Setting targets for increasing MIG in the supermarkets is important because globally, there is a fierce battle for scarce supermarket shelf-space by manufacturers and suppliers who sometimes pay controversial “slotting fees” in order to have their brands displayed.
Increasing the share of MIG goods in supermarkets in Ghana is therefore not bound to happen even if local producers were competitive. There are larger global supply chain forces at work that can sometimes make it inflexible for supermarkets to commit more shelf space for local produce even when they genuinely wish to.
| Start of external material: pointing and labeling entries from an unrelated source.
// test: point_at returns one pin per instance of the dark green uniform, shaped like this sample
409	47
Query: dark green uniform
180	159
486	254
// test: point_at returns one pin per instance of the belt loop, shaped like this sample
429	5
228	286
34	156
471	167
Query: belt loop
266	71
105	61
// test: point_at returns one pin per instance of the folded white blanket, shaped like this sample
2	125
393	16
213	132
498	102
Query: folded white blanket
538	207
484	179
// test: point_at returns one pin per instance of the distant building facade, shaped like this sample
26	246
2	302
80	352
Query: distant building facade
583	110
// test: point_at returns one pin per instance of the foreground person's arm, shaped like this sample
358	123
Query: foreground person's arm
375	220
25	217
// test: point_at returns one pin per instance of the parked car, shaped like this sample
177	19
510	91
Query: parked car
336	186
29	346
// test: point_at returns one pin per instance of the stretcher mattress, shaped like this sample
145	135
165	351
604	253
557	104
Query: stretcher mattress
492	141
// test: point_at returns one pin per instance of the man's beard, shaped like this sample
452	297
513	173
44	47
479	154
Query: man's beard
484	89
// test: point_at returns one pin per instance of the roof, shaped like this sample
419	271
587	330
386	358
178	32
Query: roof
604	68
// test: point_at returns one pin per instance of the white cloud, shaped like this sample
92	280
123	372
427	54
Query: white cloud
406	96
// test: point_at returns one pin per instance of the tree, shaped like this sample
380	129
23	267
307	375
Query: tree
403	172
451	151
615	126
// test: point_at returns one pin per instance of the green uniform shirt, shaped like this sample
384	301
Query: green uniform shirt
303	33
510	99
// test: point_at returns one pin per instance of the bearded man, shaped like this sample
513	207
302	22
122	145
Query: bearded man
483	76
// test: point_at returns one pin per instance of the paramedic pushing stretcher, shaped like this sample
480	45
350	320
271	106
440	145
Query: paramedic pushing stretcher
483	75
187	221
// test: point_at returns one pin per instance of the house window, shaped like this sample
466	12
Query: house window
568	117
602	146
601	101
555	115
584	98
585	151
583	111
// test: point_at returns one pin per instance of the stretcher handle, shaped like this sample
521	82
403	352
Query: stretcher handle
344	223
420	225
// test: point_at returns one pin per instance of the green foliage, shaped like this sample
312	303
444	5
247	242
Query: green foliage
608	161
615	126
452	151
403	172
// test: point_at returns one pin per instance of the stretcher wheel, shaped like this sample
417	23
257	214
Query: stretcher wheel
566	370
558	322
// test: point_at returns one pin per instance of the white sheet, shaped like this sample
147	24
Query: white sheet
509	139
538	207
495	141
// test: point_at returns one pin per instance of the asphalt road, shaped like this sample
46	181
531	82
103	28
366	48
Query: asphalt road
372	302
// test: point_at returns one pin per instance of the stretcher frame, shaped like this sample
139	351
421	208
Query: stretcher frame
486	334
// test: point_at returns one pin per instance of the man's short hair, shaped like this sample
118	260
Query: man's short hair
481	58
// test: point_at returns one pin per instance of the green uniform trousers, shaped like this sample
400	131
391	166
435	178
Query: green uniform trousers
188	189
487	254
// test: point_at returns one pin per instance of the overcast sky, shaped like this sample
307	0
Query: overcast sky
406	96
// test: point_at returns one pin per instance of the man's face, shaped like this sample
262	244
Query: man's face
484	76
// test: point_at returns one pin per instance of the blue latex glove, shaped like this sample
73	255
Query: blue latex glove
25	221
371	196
Ultimately local producers will need targeted support from government, regulators like the Ghana Standards Authority and the Food and Drugs Authority; as well as help from the supermarkets (and banks) to support local producers to continuously improve their competitiveness (in quality, standards, pricing and packaging) as well as capacity to bulk supply with consistency and meet steep supplier credit and wholesale pricing expectations of the supermarkets.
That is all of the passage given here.